'Breakdowns' in war on terror worry senators
WASHINGTON (CNN) -- A Democratic member of the Senate Intelligence Committee said federal authorities may have made mistakes prior to the September 11 attacks, but he warned against using the snafus for political gain.
Sen. Richard Durbin, D-Illinois, cited the handling of the FBI "Phoenix memo" and a letter of complaint sent from a Minneapolis field office as examples of errors.
The Phoenix memo, written July 10, 2001, by FBI agent Kenneth Williams, cited supporters of Osama bin Laden "attending civil aviation universities/colleges in Arizona," Fortune magazine reported.
The letter was sent by Special Agent Coleen Rowley to FBI Director Robert Mueller complaining about the FBI's investigation of accused would-be hijacker Zacarias Moussaoui, who now faces terrorism charges in federal court. Copies were addressed to Alabama Sen. Richard Shelby, the ranking Republican on the Intelligence Committee; and Sen. Dianne Feinstein, D-California, another committee member.

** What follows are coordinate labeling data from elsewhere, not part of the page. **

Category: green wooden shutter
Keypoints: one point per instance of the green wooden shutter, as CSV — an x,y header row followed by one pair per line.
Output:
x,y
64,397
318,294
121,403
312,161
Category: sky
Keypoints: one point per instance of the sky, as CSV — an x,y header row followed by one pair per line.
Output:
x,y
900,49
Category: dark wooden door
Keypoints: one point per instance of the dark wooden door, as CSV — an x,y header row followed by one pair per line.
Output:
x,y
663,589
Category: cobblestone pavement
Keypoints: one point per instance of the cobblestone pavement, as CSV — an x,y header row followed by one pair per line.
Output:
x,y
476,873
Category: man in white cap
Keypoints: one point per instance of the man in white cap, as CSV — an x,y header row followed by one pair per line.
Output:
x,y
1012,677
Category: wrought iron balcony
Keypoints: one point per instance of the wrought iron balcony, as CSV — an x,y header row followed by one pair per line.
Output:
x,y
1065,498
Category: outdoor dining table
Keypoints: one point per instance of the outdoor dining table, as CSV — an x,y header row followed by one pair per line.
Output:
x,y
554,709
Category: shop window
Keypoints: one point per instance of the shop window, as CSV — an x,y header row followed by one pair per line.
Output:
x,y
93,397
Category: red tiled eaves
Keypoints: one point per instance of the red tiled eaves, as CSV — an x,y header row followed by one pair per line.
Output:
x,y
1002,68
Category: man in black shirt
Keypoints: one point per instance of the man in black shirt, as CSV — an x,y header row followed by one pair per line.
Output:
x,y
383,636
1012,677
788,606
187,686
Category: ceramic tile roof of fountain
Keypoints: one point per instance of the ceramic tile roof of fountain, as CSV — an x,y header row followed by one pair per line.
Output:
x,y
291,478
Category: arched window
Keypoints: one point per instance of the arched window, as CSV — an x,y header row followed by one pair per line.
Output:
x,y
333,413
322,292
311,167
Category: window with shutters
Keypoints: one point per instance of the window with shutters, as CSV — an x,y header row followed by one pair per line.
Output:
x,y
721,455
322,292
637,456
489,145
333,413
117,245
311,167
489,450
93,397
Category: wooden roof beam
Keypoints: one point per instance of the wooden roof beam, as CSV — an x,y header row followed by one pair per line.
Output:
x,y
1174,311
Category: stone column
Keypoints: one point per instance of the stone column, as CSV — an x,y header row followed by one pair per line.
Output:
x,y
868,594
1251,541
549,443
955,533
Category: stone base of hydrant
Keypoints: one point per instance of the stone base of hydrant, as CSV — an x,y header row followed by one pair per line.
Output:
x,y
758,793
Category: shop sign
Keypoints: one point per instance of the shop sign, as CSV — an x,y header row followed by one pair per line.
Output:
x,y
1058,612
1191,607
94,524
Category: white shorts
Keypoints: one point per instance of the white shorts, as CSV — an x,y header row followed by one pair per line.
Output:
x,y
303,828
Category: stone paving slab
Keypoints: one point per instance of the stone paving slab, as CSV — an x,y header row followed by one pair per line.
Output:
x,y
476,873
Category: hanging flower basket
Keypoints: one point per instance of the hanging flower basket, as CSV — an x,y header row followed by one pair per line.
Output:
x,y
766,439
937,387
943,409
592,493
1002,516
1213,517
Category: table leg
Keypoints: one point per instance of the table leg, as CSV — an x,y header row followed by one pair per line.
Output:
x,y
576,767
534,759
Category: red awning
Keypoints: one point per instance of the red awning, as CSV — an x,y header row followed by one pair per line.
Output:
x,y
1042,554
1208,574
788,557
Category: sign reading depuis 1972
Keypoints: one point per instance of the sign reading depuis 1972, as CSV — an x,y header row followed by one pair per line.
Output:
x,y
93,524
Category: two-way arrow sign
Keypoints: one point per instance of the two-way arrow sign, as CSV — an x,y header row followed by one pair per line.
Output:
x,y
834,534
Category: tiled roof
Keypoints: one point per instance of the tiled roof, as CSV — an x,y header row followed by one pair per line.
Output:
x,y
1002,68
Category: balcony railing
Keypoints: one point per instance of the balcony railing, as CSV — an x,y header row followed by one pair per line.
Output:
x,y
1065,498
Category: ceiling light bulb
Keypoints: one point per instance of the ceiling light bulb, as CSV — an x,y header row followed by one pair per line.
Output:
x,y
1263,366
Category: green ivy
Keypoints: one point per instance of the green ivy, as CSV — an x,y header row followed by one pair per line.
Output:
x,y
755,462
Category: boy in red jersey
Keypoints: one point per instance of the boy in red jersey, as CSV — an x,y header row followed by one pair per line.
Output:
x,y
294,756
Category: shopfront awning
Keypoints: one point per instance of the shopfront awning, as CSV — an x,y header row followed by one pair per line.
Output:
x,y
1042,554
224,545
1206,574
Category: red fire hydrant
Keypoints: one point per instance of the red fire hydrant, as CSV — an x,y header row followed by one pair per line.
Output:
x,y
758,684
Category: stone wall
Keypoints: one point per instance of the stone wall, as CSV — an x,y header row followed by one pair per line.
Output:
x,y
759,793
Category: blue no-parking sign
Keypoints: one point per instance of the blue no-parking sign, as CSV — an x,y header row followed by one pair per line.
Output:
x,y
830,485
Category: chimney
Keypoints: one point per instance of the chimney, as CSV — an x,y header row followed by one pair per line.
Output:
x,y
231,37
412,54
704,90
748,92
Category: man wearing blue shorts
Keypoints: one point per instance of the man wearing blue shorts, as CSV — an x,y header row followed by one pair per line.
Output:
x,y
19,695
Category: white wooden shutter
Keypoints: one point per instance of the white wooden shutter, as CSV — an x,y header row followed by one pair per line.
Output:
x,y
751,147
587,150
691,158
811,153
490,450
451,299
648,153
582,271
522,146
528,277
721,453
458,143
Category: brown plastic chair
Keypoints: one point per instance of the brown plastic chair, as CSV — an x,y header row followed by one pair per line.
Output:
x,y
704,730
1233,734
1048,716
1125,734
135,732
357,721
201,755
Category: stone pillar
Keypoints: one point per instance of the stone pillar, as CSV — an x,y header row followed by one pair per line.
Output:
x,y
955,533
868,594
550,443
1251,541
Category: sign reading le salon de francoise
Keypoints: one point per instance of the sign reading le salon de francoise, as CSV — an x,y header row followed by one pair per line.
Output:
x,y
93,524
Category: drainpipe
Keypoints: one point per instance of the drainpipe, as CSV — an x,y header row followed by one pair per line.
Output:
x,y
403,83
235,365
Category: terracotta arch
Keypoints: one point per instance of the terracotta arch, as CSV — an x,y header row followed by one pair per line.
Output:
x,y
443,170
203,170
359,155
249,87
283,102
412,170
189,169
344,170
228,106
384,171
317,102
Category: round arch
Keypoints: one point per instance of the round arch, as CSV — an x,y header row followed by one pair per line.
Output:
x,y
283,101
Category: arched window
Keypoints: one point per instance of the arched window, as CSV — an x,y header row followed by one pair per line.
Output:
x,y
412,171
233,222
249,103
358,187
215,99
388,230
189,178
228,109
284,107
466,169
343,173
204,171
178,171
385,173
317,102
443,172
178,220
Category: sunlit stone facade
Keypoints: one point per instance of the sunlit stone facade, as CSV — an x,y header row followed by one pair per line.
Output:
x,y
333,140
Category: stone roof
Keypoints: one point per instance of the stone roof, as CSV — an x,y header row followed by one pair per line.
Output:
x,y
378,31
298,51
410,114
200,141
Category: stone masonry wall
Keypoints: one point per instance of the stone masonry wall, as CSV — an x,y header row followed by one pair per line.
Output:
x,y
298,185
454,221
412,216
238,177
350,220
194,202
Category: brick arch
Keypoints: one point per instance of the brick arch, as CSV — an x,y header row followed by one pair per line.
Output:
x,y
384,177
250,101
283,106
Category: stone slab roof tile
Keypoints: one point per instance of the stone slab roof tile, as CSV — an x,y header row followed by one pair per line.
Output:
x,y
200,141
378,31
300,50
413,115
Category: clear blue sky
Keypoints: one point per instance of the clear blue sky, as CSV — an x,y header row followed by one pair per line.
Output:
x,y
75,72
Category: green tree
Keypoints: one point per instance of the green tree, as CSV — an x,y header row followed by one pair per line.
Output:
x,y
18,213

The letter says agents in Minnesota who bypassed the FBI and contacted the CIA to learn more about Moussaoui were reprimanded by FBI headquarters for doing so.
"The very agencies that we're counting on to protect America didn't do their job before September 11," Durbin said on CNN's "Saturday Edition."
"The FBI Phoenix memo, the Moussaoui arrest and investigation, all of those have now come to light. And we understand that, in Phoenix, the FBI office might as well have taken that memo, put it in a bottle and tossed it in the sea, because, frankly, no one paid any attention to it when they should have."
Sen. John McCain, R-Arizona, expressed concern about U.S. terrorism defense policies and the frequency of terrorism warnings.
In an interview broadcast Saturday on CNN's "Novak, Hunt & Shields," McCain -- a member of the Senate Armed Services Committee -- was asked to comment on recent warnings from Washington about the possibility of attacks on New York landmarks and terrorists staging attacks on apartments buildings.
"How would I do it any different? I don't know, but I worry that, over time, with so many warnings, with so much frequency, Americans will begin not to take them seriously," McCain said.
"I am concerned -- and I think most people are concerned -- about the lack of coordination between agencies," McCain said. "The failure to work together to share information -- they're doing that now, in fact. As we know, the CIA director and the FBI director are briefing the president every morning, so there were obviously breakdowns -- particularly in coordinating and sharing information."